Other options involve changes to the underlying technology for NFTs. Using a blockchain that relies on a more energy efficient proof of stake system can reduce consumption and greenhouse gas emissions attributed to DTVs. With a proof of stake system, miners block a certain amount of cryptocurrency, which gives them the opportunity to confirm the next block on the blockchain. The power of the computer no longer matters.

Several blockchains already use the proof of stake system and support NFTs, including Cardano (CRYPTO: ADA) and Solana (CRYPTO: SOL). Ethereum has been working to migrate to a proof-of-stake system called Ethereum 2.0. However, he has been working on the change for years and there is no specific date for the change.
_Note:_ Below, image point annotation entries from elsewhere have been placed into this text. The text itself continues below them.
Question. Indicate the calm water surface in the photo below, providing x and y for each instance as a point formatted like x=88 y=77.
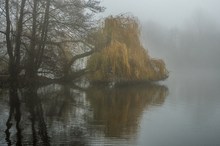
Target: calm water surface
x=183 y=111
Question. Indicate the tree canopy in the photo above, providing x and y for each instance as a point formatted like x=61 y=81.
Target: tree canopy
x=45 y=37
x=122 y=56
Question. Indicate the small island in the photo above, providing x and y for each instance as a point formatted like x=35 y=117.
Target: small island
x=121 y=57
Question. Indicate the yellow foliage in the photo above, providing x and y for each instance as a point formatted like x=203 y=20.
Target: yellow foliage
x=122 y=57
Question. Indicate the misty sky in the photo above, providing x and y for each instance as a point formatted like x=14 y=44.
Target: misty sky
x=166 y=12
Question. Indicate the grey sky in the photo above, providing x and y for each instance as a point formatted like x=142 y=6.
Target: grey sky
x=167 y=12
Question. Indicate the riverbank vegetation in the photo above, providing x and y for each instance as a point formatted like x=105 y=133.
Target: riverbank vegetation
x=52 y=41
x=122 y=57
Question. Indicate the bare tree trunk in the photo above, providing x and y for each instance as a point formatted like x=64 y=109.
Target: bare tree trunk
x=14 y=52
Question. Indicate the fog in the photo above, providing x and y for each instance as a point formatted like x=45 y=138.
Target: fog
x=184 y=33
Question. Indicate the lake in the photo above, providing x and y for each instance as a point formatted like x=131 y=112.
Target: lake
x=182 y=111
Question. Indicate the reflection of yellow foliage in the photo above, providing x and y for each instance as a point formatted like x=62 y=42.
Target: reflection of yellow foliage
x=123 y=58
x=119 y=109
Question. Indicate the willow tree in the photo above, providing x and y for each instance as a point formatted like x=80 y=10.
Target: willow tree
x=122 y=56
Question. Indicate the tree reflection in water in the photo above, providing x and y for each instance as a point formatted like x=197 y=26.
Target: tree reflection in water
x=64 y=115
x=120 y=109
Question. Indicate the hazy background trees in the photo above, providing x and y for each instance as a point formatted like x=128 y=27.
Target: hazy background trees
x=44 y=37
x=194 y=46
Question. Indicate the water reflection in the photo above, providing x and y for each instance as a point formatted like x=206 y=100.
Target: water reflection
x=64 y=115
x=120 y=109
x=38 y=125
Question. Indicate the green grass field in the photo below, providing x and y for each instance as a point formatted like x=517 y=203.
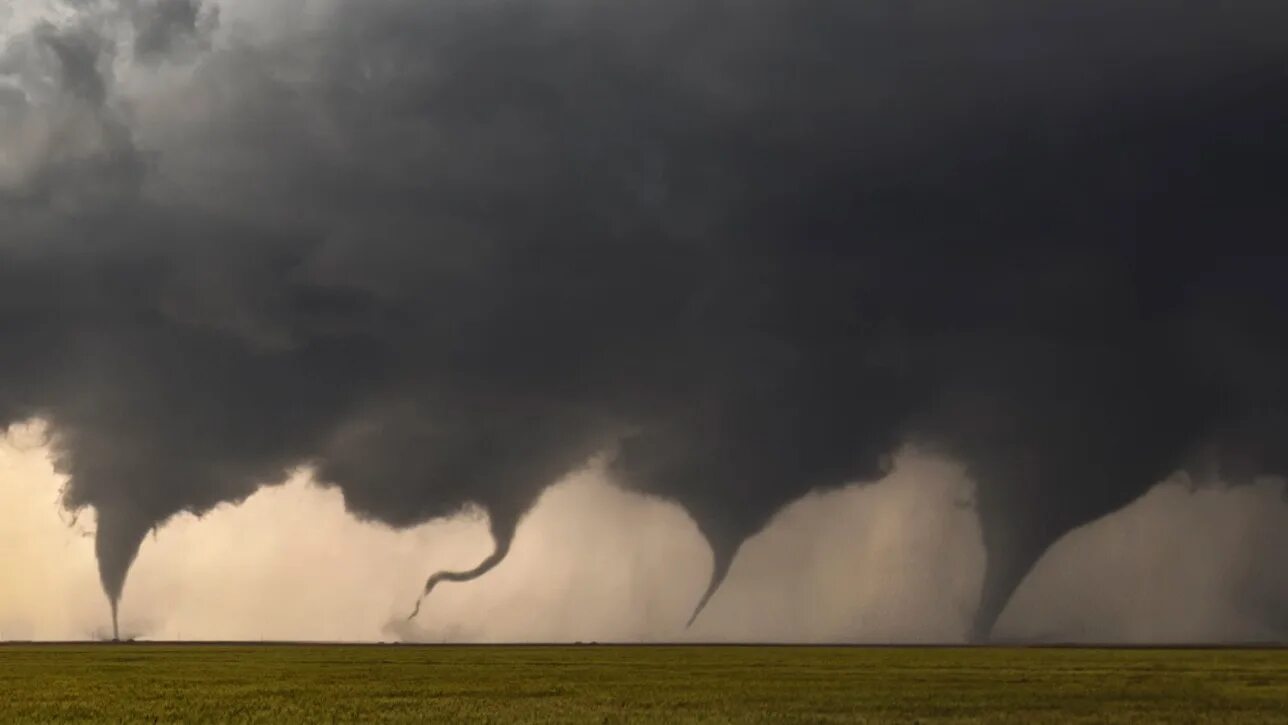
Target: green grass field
x=661 y=684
Another solution to the environmental challenge is to use a second layer on top of the blockchain. A second layer would allow anyone to transact outside of the blockchain and then batch process them all at once into a large transaction on the blockchain itself. There are various “layer 2” solutions for all kinds of blockchains, one of the most notable being the Bitcoin Lightning network.

What future for NFTs?

Artists and collectors go to great lengths to make DTVs more environmentally friendly. Not only that, but the entire cryptocurrency industry is also under pressure to reduce the environmental impact of crypto assets.

If the market demands a more environmentally friendly way to buy, sell and collect DFTs, the industry will be up to the task. Solutions already exist and many marketplaces and NFT platforms promote respect for the environment of their services. We can see more NFT projects migrating to these platforms and moving to blockchains that use the proof of stake system to confirm transactions.

But no other blockchain that supports the smart contracts needed by NFTs has the reliability and reputation of Ethereum. So bigger NFTs, such as one-off creations from artists like Beeple, may still want to use the Ethereum blockchain. For this, it is on the Ethereum network to migrate to Ethereum 2.0 or to develop a reliable layer 2 solution for NFTs on the Ethereum blockchain.

Should you consider investing in NFTs?

If NFTs have sparked your interest, but you are concerned about the environmental impact of buying and selling on blockchain, you may want to do some additional research before investing. Finding NFTs that use a proof of stake blockchain is not difficult, but you will be excluded from some of the more popular projects if you refuse to use the Ethereum blockchain.

Most importantly, consider the volatility of NFTs. Their value can fluctuate even more sharply than cryptocurrency and, due to the fact that they are not fungible, they can be more difficult to liquidate because a buyer must demand your specific NFT. If you have to sell, you may need to accept a lower price than market value or wait for a buyer to meet your price.

If you are considering investing in NFTs, be sure to purchase something that you will be proud to own, as you could end up stuck with it. The good news is, if you never sell it, it won’t impact the environment anymore.